Member of the European Parliament for North-West Italy
- In office 1 July 2014 – 15 July 2024
- Parliamentary group: EFDD (2014–2017) ENF (2017–2019) ID (2019–2024)

Personal details
- Born: 11 July 1986 (age 40) Lovere, Italy
- Party: League (since 2018)
- Other political affiliations: M5S (2014–2017)
- Education: Bocconi University ESADE Business School

= Marco Zanni =

Italian politician (born 1986)

Marco Zanni (born 11 July 1986) is an Italian politician who presided over the Identity and Democracy (ID) group in the European Parliament between 2019 and 2024. He has served as a Member of the European Parliament (MEP) since 2014, first elected as a member of the Five Star Movement, then reelected for the League in 2019.

==Biography==
Marco Zanni was born in Lovere, near Bergamo, in 1986. He graduated in business administration at the Bocconi University of Milan and then studied at the ESADE Business School in Barcelona. After completing his postgraduate degree, he was hired by Banca IMI, an Italian investment bank.

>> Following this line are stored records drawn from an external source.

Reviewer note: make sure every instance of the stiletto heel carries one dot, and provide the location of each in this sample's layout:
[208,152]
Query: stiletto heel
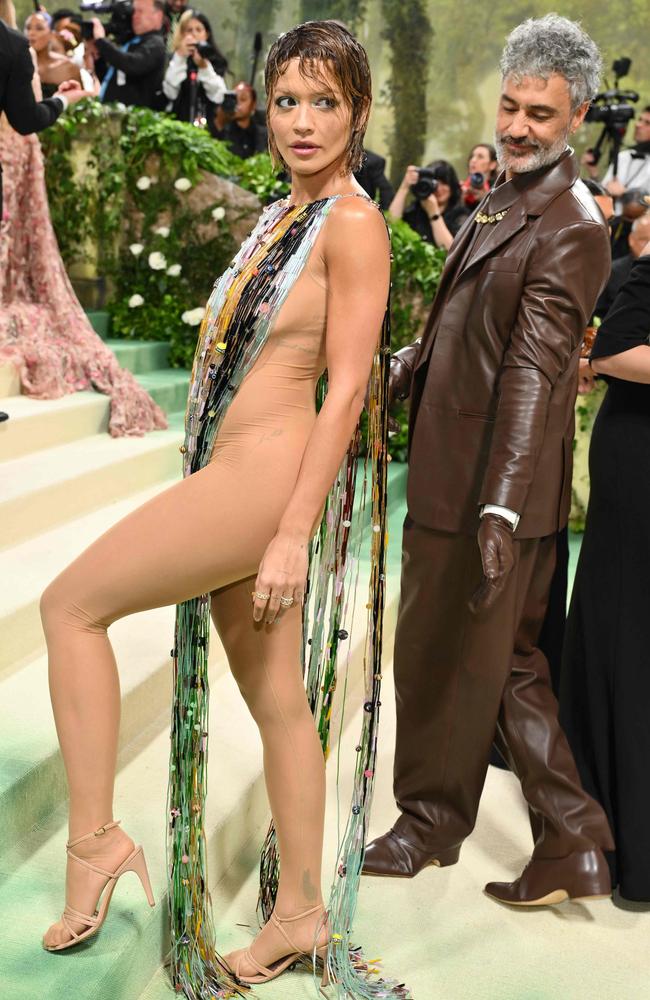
[294,954]
[138,865]
[321,953]
[135,863]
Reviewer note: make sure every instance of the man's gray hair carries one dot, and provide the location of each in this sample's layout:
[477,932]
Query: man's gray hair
[553,44]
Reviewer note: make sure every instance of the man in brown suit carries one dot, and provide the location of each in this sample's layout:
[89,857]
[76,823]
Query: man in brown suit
[492,389]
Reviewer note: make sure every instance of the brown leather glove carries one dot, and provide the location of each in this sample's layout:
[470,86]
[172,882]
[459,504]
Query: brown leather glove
[495,541]
[402,365]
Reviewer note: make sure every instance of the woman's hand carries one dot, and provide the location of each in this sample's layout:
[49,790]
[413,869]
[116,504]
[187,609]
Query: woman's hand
[409,178]
[586,381]
[281,578]
[197,59]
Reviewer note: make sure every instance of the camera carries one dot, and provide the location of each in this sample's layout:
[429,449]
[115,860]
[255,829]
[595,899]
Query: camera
[425,185]
[613,109]
[119,22]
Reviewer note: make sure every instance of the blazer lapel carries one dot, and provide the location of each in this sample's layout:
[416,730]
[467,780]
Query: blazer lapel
[500,233]
[454,258]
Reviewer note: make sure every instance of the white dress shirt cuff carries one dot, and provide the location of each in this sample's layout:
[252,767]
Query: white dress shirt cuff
[509,515]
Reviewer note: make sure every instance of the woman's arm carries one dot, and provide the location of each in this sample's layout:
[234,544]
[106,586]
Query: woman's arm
[632,365]
[621,345]
[356,253]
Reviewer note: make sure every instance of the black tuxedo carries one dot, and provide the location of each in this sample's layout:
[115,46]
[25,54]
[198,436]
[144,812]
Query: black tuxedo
[17,100]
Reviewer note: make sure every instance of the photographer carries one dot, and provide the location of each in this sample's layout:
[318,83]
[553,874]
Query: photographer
[132,73]
[482,172]
[244,135]
[194,81]
[633,164]
[437,212]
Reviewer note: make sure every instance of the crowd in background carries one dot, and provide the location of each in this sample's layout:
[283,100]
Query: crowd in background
[169,60]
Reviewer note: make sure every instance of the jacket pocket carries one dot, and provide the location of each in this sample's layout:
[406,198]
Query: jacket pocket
[509,264]
[475,416]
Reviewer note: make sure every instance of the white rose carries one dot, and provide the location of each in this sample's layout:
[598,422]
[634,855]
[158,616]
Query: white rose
[157,261]
[193,316]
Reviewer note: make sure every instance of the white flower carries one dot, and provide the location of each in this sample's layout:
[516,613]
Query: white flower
[157,261]
[193,316]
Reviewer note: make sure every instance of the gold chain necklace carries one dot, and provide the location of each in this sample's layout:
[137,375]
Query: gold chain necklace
[482,218]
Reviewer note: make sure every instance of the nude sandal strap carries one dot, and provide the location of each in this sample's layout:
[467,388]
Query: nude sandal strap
[95,833]
[93,868]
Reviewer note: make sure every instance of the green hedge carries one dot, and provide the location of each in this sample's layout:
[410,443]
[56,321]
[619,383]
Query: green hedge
[138,167]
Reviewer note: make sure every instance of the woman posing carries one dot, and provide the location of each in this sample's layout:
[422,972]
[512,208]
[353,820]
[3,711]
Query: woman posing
[307,291]
[605,680]
[44,332]
[53,67]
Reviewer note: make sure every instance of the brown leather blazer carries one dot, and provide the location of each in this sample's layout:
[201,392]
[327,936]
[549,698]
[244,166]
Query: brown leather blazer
[495,377]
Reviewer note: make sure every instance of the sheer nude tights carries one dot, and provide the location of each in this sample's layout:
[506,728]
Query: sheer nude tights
[206,533]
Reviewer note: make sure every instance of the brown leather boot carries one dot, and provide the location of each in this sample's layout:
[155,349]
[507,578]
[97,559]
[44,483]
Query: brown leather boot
[394,857]
[545,881]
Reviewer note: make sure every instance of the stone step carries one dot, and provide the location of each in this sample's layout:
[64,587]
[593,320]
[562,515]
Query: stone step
[32,564]
[168,387]
[35,424]
[134,941]
[46,488]
[140,355]
[32,778]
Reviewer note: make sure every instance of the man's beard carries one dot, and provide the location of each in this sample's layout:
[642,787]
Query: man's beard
[540,155]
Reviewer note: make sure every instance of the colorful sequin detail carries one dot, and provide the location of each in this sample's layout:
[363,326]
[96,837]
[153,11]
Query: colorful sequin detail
[238,320]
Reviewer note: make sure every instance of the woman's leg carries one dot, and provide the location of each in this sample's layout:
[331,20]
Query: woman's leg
[180,544]
[266,663]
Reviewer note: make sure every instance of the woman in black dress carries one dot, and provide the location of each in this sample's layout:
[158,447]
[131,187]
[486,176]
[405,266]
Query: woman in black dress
[605,684]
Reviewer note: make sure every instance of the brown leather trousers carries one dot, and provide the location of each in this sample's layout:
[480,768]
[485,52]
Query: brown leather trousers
[463,681]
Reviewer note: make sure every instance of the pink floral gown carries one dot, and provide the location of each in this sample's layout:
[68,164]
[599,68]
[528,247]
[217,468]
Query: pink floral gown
[44,331]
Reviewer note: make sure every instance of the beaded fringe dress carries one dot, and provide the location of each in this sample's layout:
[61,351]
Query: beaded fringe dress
[239,317]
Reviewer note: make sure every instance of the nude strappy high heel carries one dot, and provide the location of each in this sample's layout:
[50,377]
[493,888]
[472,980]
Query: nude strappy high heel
[294,954]
[134,863]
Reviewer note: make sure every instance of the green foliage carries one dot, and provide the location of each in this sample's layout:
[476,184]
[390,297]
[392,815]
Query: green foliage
[160,254]
[415,275]
[111,178]
[408,31]
[351,12]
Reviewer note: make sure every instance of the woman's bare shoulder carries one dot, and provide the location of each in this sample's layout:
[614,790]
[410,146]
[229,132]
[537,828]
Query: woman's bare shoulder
[357,222]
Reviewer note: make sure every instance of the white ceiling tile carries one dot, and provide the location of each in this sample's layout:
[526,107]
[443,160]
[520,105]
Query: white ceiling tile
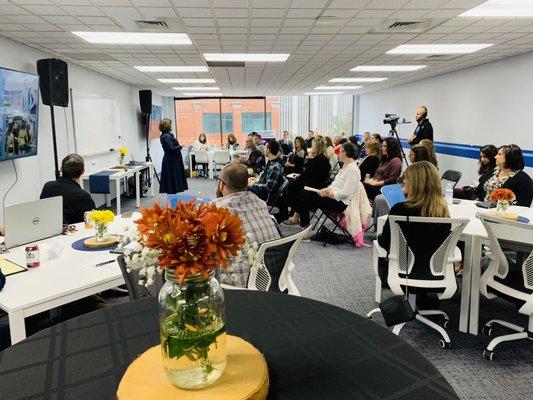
[231,12]
[303,13]
[231,3]
[268,13]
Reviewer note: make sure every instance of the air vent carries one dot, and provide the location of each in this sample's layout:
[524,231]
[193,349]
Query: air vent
[436,57]
[407,26]
[151,24]
[402,24]
[229,64]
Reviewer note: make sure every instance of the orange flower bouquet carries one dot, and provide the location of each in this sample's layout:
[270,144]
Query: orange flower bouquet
[503,198]
[189,242]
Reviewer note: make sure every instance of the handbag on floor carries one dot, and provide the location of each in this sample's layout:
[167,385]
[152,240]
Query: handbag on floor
[397,309]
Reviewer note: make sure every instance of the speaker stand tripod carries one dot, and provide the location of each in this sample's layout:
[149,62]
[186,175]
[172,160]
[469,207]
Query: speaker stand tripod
[54,141]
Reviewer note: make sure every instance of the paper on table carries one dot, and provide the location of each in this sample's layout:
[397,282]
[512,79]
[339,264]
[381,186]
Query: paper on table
[9,267]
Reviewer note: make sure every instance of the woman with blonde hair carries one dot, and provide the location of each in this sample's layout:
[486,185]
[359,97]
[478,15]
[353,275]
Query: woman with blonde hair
[423,189]
[315,174]
[428,144]
[424,199]
[172,171]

In May 2014, he stood in the European Parliament election for the populist and Eurosceptic Five Star Movement. He was elected in the North-West Italy constituency, with 16,940 personal preferences.

On 11 January 2017, after the failed attempt of the M5S to join the liberal ALDE group, Zanni left the movement, joining the right-wing Europe of Nations and Freedom (ENF) group. On 15 May 2018, he became a member of the League, the right-wing populist party led by Matteo Salvini.

Zanni was re-elected in the 2019 European election, with 18,019 votes. The election was characterized by a strong showing of the League, that became the most-voted party in Italy, with more than 34% of votes. On 13 June, he was appointed leader of the right wing Identity and Democracy (ID) group.

He did not run in the 2024 European elections. Later the Identity and Democracy group was dissolved and reformed into Patriots for Europe, the role of Chairman of the group would be taken by Jordan Bardella.